Custom voice recognition in Roku app using Google Speech to text library

Media & Entertainment

17 / Jul / 2025 by Lokesh Singh Sodha 0 comments

Roku provides a library that supports basic voice commands, such as “play”, “pause”, “next”, and “fast forward”, Roku also provides a keyboard integrated with voice search. However, we cannot integrate custom voice commands directly from Roku’s voice library. Through this article, we will cover how to integrate custom voice commands into a Roku channel using the “roMicrophone” component and a third-party voice recognition library, such as the Google Speech-to-Text API.

To use the voice recognition service, the Roku device must be running on OS 7.6 or later.

Prerequisites

Knowledge of Roku app development using Brightscript/Scenegraph.
Google Cloud Account with billing enabled.
Roku device with developer mode enabled and had OS version 7.6 or later.

Integration Steps

Custom Voice command integration will be done in 2 main steps.
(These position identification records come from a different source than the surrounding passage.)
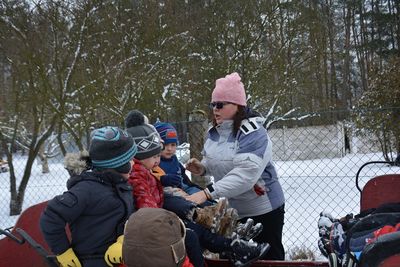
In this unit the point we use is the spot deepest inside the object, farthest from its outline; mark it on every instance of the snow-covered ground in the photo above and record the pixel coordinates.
(310, 187)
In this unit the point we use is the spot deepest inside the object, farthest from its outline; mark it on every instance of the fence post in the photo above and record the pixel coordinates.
(198, 125)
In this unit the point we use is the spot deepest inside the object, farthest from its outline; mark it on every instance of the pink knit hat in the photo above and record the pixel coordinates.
(229, 89)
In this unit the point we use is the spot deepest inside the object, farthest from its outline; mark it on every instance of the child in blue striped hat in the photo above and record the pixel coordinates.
(173, 175)
(96, 206)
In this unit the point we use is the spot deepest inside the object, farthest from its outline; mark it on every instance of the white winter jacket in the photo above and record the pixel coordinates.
(238, 162)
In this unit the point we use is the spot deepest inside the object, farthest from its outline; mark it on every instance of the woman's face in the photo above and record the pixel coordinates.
(224, 111)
Google Cloud Speech-to-Text API Setup.
Roku Channel code setup.

Setting up the Google Speech-to-Text API

Firstly, we need to create a Google Cloud account. Sign in to the Google Cloud console and enable billing.
Create a new project, give a name as per your preference.
Open “APIs and Services” and select the Cloud Speech-to-Text” API.
Click on the “Enable” button to enable the Speech-to-Text API.
Create an API key.

Google Cloud Console

Cloud Speech to Text

Code Setup

Create a custom component(that is responsible for listening and returning the text) named as VoiceRecognizer.xml
Create a “roMicrophone” object to access the Roku remote’s mic.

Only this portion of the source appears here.